Court Opinion

ID: 8805338
Source: CourtListenerOpinion
Date Created: 2022-11-26 14:46:30.760758+00
Date Added: 2024-06-11T17:04:04.539299
License: Public Domain

HOOK, Circuit Judge.
I concur in the affirmance of the judgment, but desire to emphasize a feature of the case. The building of the bridge across the Missouri river was an undertaking of considerable magnitude that naturally required different gangs of men in different, and at times conflicting, activities. The work was even more hazardous to the employés than ordinary railroading. The place where Forgy was working was in all practical respects a repair track where men are not ordinarily expected to be on the lookout for violent entrance of other cars. Otherwise the duties put upon them could not well be performed. That an enterprise of such a character may be conducted by an employer without system, orders, or rules for the protection of his workmen, particubrly those like Forgy, but that care for their safety may be left wholly to the judgment and discretion of their fellows in each emergency as it arises, does not commend itself to my judgment. It is customary in established hazard*200ous businesses for the employer to adopt and direct precautionary methods for that purpose, and there was no reason in the duration and character of the work why it should not have been done in this case.

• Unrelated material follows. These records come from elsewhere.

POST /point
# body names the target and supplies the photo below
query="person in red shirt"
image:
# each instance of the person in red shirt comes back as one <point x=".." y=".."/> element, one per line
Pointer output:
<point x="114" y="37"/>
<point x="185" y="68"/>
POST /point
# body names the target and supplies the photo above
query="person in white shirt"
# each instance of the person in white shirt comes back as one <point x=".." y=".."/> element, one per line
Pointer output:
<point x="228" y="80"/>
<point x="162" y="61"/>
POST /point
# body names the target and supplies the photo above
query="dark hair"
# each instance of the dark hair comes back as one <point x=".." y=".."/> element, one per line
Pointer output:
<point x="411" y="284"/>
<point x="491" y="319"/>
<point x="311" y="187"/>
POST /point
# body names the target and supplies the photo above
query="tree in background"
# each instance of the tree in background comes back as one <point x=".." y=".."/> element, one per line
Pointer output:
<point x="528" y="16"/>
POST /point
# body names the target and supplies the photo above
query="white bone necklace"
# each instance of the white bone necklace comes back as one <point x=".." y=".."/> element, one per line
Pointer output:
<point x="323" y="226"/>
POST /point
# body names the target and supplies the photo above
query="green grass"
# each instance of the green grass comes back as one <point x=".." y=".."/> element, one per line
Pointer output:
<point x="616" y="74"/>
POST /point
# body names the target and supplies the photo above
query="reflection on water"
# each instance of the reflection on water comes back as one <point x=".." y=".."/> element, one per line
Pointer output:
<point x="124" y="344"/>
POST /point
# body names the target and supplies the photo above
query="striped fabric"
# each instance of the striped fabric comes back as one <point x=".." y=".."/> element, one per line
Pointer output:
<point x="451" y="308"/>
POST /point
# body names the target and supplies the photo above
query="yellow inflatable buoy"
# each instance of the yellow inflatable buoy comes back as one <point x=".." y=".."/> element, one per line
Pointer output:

Whether Forgy was notified is a question of fact that should not be affirmatively answered by us merely upon the testimony of a witness that happens to be without categorical contradiction. The truthfulness of his testimony should be weighed with the reasonable inferences from other facts and circumstances. The trial court with the witnesses before it thought the proofs made the question debatable, and the jury found Forgy was not notified. From the bare record here I think the finding probably right.